It consists of two taxidermic deer heads linked by an exaggeratedly long crocheted sweater sleeve. As the opening piece, this work by Houston artist Elaine Bradford implies the delicious visual and conceptual punning we might find inside the exhibition Raised in Craftivity.
First, though, we have to look past the original intent of this broadly cast exhibition. In her curatorial statement, Kansas City Art Institute professor Maria Elena Buszek writes that the exhibition "spotlights the work of contemporary artists working in craft media to celebrate, challenge, and subvert our expectations of these media and the cultures with which they are associated." She seems to suggest that contemporary artists who work in craft media are mining new conceptual territory and that we might not understand this. In fact, artists have been using "craft"-based material for decades; it's not unexpected to find knitting, embroidery, ceramics and plastics in the work of contemporary artists. (French artist Annette Messager has been knitting teeny sweaters for taxidermic birds for years.) Most audiences no longer have any fixed expectation of what these materials and techniques may mean in a work of art. Let's instead look at the work on its formal and conceptual merits.

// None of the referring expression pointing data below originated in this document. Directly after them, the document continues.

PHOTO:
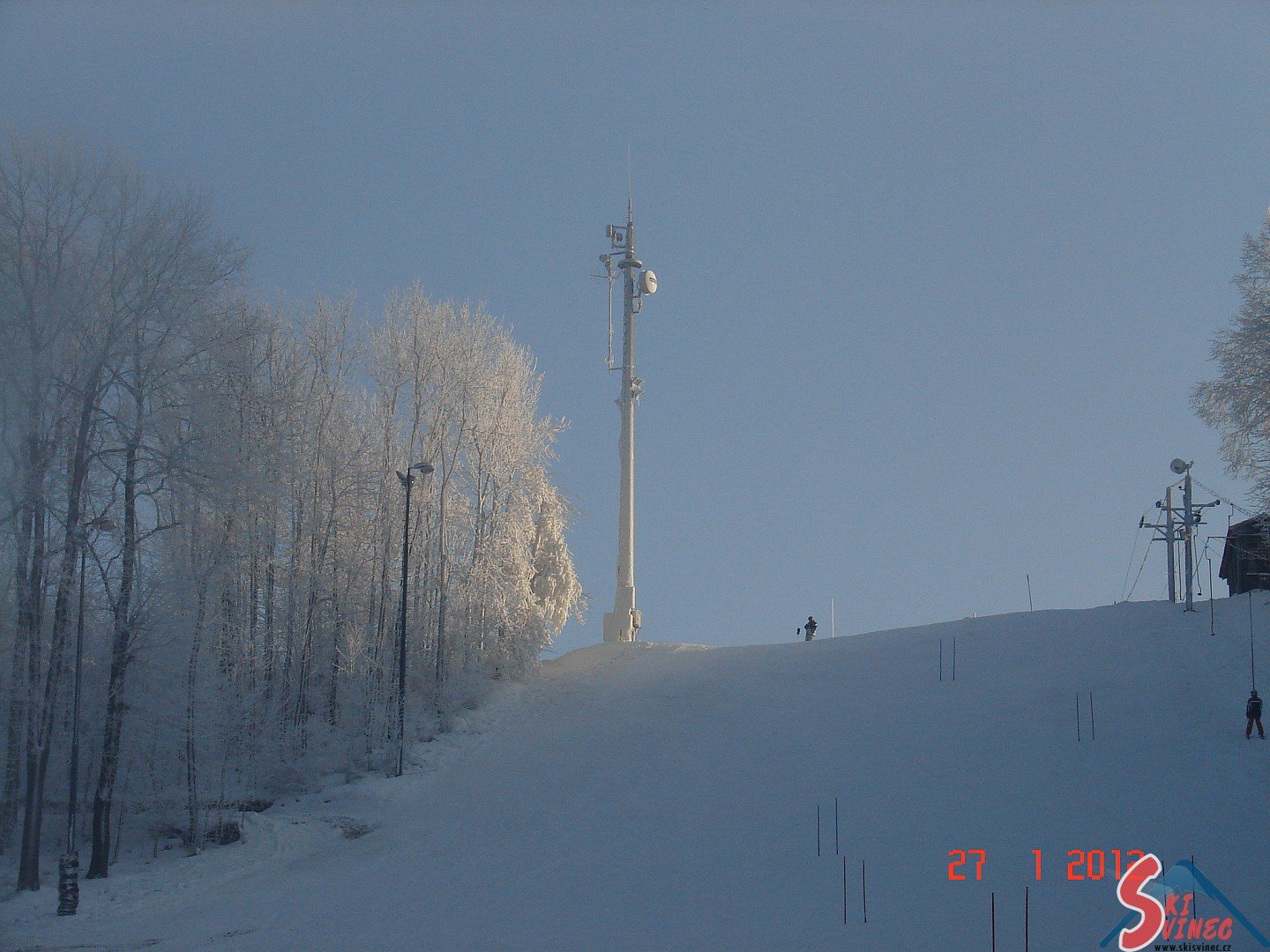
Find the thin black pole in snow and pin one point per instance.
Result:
(834, 825)
(1194, 897)
(1212, 608)
(1252, 646)
(1027, 917)
(863, 891)
(843, 890)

A few other pieces in the exhibition shore up Bradford's clever opening salvo. Pittsburgh artist Ben Schachter contributes "Prada Bag" and "Monogram Bag," two diminutive digital prints of black paper-binding clips photographed to look like purses — witty jokes about perception and social value. In "Sugar Spoons," Kansas City artist DeAnna Skedel has etched tiny scenes of boxing men and nude wrestling men into five ornate spoons resting on a pink-illuminated box. The unexpected narratives cradled in the spoon's bowls (and their method of display) gently mock the habits of folks who might collect and display tourist spoons. Chicagoan Karen Reimer's embroidered, text-based facsimiles examine the spaces between copy and original: "Popeye's" is a cloth cup embroidered with "new style" and "spicy," reinventing trash as an object of value. Similarly, "Moving Words," an embroidered copy of a ripped magazine fragment, refers to the magazine article's title — as well as the reality that words are indeed moving from one place to another and one value to another.
Brooklynite Laura Splan's work is some of the most intriguing in the exhibition. Her small installation of three latch-hooked "rug" pillows, titled "Zoloft," "Prozac" and "Thorazine," invites the viewer to cozy up to the happy promise of the drugs' palliative effects. Large, fluffy and inviting, the pieces' seductive surfaces belie their potentially dangerous impact on individuals and a society under chemical siege.
Even more effective is Splan's "Blood Scarf," an unnerving examination of attraction and repulsion, beauty and horror. By knitting a scarf from what looks like blood-filled IV tubing and then photographing it wrapped around the neck of a woman in a hospital gown, Splan directs our attention to the grotesque. In one color photograph, we see a close-up shot of the glistening scarf — only to notice that the end emerges from a bandaged IV site on the top of her hand. A second photo presents the bottom third of the woman, the red tube dangling by her legs, with one drop of blood about to fall from the tube. The photography is spare yet shows that material carries its meaning with it, regardless of how it is used. Blood, though beautiful in this knitted tube, is still abject and alarming. And being alarmed has its seductions.